Song by Jackson do Pandeiro
- Recorded: 1959
- Genre: Samba
- Songwriters: Gordurinha [pt]; Almira Castilho;

= Chiclete com banana (song) =

1959 song written by Gordurinha and Almira Castilho

"Chiclete com banana" is a song written by Gordurinha and Almira Castilho and recorded in 1959 by Jackson do Pandeiro, who popularized the song. The title means "chewing gum and banana," which refers to American and Brazilian music.

Since 1959, the song has been covered by Gilberto Gil, Tania Maria, and others. It is thought to be among the first songs composed in the style of samba rock.

The lyrics, states the singer's fantasy of seeing American and Brazilian music joined, bebop in samba, Uncle Sam playing the tamborim, a small folk drum.

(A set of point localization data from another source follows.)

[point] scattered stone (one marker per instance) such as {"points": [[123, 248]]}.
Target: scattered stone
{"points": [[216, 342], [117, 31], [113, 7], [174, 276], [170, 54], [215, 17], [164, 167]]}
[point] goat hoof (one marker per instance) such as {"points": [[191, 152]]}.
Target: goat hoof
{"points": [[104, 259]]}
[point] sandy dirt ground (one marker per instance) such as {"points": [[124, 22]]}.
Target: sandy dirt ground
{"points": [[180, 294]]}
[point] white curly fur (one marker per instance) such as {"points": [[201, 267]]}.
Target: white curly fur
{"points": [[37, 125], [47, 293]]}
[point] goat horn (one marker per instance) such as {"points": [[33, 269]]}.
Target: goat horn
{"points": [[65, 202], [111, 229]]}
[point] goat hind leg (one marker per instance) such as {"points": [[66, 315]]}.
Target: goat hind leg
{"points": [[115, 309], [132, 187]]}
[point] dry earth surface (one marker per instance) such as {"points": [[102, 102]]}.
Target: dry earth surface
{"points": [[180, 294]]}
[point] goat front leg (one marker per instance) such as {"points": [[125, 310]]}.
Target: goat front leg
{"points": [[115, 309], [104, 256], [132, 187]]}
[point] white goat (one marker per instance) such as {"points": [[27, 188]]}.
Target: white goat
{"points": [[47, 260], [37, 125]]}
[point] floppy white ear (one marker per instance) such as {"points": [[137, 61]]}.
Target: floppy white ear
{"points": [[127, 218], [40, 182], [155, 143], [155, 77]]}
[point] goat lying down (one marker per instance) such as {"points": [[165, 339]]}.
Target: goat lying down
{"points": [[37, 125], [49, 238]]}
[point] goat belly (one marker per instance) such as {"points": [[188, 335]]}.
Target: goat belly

Uncle Sam has to learn that samba isn't rhumba (a Cuban dance). The singer will, in his or her samba, join two iconic places: Miami with Copacabana, and two iconic products, Chiclets with bananas. Uncle Sam, playing a frigideira (a metal percussion instrument based on a frying pan), should join a Brazilian batucada, a percussion group.

The song has, as is not uncommon in samba, a nostalgic air. It was in the first half of the twentieth century when Chiclets were a well-known American product in Brazil. It is frequent in samba lyrics that the singer discusses what musical or cultural style went into his samba.